In my experience / tests, its way easier to write a high-performance open-addressing Hash Table than a high-performance chaining one.
That being said, chaining is easier to write.
> Chaining also tends to waste a lot less memory.
How so? A typical 32-bit integer or 32-bit float uses 4-bytes. But a typical pointer is 8-bytes. But there's also the internal malloc/new chunk header to consider.
That means, to store a 4-byte integer into a chained hash table, you need 8-bytes (pointer) + 8-byte (glibc malloc chunk header) + 4 byte integer/float. Or 20 bytes total in practice.
If you have say, 50 integers inside of the hashmap, then you'll use (table-size * 8) + 50-integers * 20 bytes each == 1000+ bytes for the pointers/data alone, plus even more for the table itself. (ex: Table of size 50 would need 50 * 8-byte pointers even when empty, for a total of 1000 bytes + 400 bytes == 1400 bytes or so)

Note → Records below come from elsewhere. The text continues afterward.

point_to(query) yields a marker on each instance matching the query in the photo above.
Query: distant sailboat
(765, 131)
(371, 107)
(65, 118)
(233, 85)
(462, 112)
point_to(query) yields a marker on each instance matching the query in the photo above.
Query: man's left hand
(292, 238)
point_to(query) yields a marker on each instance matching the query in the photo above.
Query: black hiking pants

In contrast, a 4-byte open-addressing hash table only takes up 4-bytes. So 50-integers in a hashmap with ~50% load-factor (ie: size the table to be size 128 or so) will be 128 * 4 == 512 bytes.
EDIT: Its because of this huge practical difference in memory used that I'm pretty sure open-addressing is so high performance in comparison. When your data-structures are 1/2 or smaller number of bytes than the competition, its easier to stay in L1 cache or other such size benefits.
It is not necessary for an allocator to have any hidden overhead inside an allocated block. That would be quite unacceptable for small blocks like a 32 byte block holding four pointer-sized values.
In any case, applications can do their own aggregation for small allocations: allocate the nodes in an array and dole it out from that. It can recycle unused nodes itself.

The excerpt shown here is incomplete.